FlyersRights.org, an advocacy group that brought the case, had initially argued that the cramped plane conditions create health and safety concerns for passengers. Ultimately circuit Judge Justin Walker said that although it was evident that many airline seats are uncomfortably small, it is not “clear and indisputable” that airline seats are too small to the extent of being dangerous. Walker’s opinion also stated that seat-size regulations are not “necessary for the safety of passengers” unless the seats become dangerously small.

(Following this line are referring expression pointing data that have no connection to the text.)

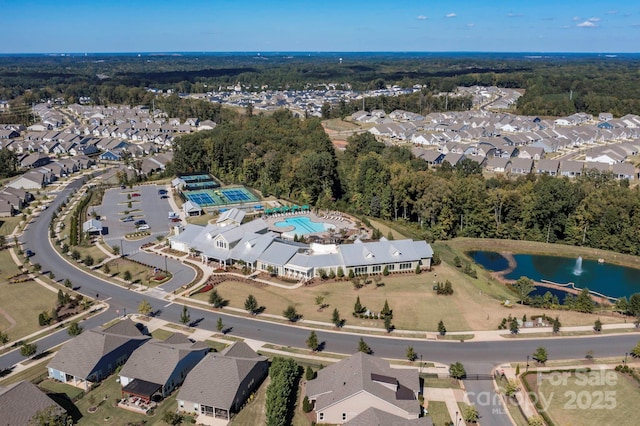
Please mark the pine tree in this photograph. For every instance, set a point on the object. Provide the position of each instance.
(312, 341)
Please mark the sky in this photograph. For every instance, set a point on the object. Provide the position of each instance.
(77, 26)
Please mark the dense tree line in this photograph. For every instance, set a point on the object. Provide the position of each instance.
(290, 158)
(554, 85)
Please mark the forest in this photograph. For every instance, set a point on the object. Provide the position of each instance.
(283, 156)
(554, 85)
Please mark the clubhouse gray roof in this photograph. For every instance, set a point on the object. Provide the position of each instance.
(81, 354)
(384, 251)
(216, 379)
(278, 253)
(19, 402)
(156, 360)
(251, 246)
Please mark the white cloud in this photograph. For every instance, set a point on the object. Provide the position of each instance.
(586, 24)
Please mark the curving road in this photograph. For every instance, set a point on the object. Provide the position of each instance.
(478, 357)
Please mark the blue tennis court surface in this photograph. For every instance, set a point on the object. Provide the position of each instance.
(237, 195)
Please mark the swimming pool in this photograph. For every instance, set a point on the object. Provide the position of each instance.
(303, 226)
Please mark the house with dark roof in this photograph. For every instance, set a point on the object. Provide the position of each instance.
(220, 384)
(20, 402)
(345, 390)
(95, 354)
(158, 367)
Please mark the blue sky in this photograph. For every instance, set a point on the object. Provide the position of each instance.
(65, 26)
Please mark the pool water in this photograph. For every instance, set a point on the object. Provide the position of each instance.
(304, 226)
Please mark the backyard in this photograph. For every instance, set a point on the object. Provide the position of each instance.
(597, 397)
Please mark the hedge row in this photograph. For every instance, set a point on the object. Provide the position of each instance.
(281, 392)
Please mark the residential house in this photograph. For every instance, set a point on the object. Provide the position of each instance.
(548, 167)
(220, 384)
(532, 152)
(624, 171)
(30, 180)
(21, 401)
(346, 389)
(498, 164)
(95, 354)
(571, 168)
(158, 367)
(35, 160)
(521, 166)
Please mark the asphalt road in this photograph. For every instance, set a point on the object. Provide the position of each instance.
(478, 357)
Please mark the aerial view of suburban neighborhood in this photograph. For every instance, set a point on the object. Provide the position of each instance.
(257, 215)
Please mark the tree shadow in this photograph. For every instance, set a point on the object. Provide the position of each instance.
(195, 323)
(62, 399)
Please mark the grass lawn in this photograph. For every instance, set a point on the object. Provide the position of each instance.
(139, 273)
(8, 224)
(596, 398)
(8, 268)
(108, 414)
(438, 413)
(20, 305)
(410, 296)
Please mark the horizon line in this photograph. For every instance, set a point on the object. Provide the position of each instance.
(259, 52)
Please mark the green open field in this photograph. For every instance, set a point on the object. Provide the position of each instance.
(475, 304)
(599, 397)
(7, 224)
(20, 304)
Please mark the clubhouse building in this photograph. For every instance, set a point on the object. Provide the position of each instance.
(252, 244)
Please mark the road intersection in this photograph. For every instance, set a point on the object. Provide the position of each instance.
(477, 356)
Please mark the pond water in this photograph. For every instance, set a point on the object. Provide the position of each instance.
(610, 280)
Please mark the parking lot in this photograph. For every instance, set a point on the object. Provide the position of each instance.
(152, 207)
(146, 205)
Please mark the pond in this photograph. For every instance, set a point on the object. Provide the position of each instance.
(610, 280)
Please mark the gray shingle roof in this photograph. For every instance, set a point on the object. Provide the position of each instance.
(81, 354)
(216, 379)
(156, 360)
(354, 375)
(20, 401)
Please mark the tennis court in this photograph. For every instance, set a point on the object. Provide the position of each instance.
(209, 197)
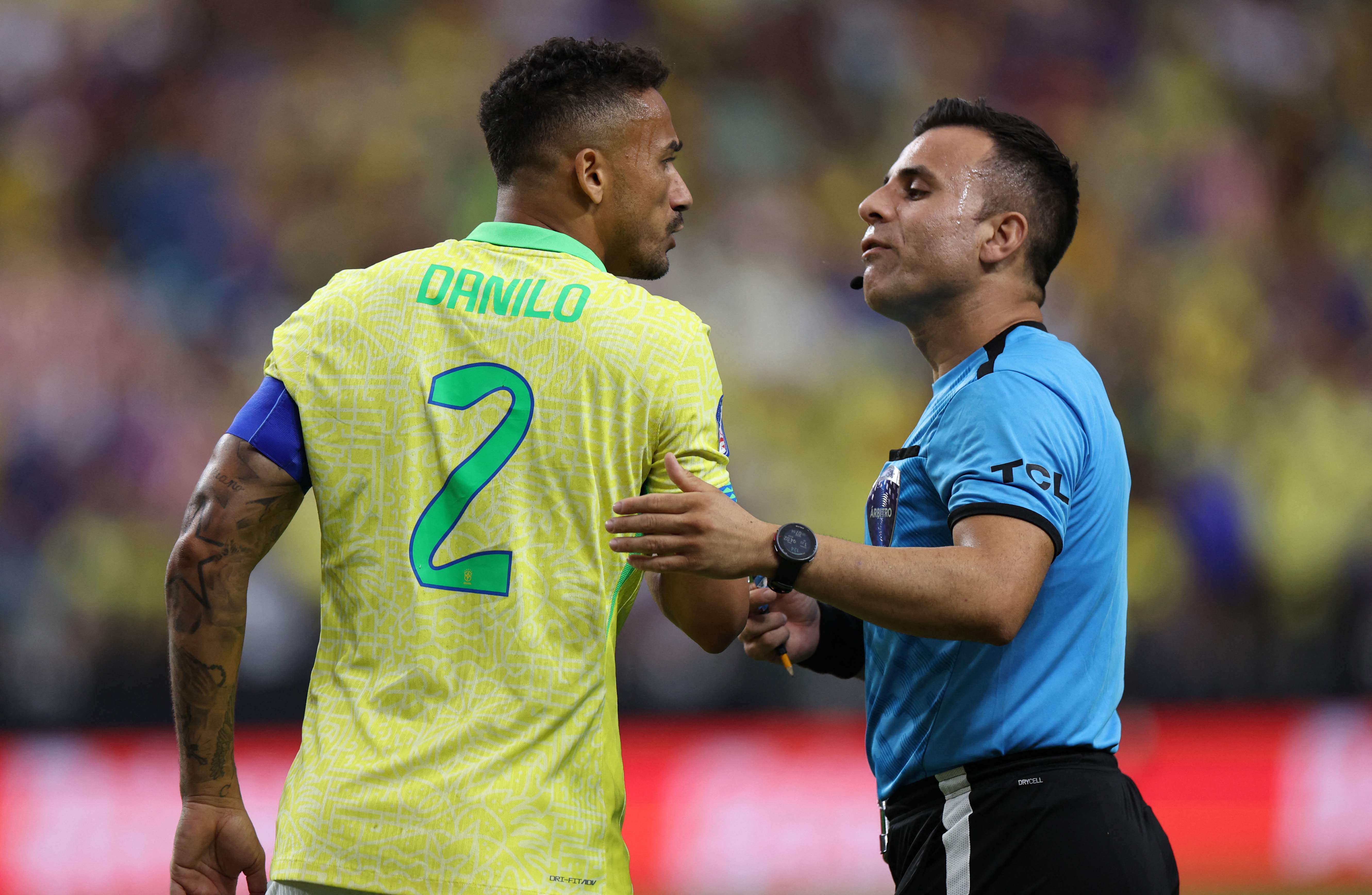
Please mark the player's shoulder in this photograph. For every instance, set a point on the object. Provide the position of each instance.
(664, 312)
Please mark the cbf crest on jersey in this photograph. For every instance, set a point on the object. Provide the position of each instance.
(719, 426)
(882, 506)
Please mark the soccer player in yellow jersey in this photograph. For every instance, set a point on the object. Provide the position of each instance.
(467, 416)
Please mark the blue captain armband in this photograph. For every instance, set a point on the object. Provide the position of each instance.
(271, 422)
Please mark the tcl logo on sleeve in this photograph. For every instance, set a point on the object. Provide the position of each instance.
(1041, 475)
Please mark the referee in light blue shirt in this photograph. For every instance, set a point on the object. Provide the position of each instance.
(987, 609)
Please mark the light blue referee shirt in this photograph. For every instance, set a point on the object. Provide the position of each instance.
(1023, 429)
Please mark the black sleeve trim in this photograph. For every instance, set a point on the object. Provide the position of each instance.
(842, 650)
(1008, 510)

FlyersRights’ president, Paul Hudson, argued that the court’s decision ignored Congress’s original intent to create minimum standards for passenger safety. Hudson also noted that if the FAA does nothing, passengers could expect to be “shrunken” to “torture class.” FlyersRights is directly petitioning the FAA for new rules.
“Even rules codifying the status quo would stop seat dimensions from getting even smaller,” said the group’s lawyer Michael Kirkpatrick. However, the FAA declined to comment, and airline trade groups have been vocal in their opposition to new seating regulations.
FlyersRights has claimed that the average seat pitch, the distance between seatbacks, has shrunk by four to seven inches since airline deregulation in 1978, and the seat width has also decreased, even though passengers have gotten larger. The case is In re Flyers Rights Education Fund Inc, D.C. Circuit Court of Appeals, No. 22-1004.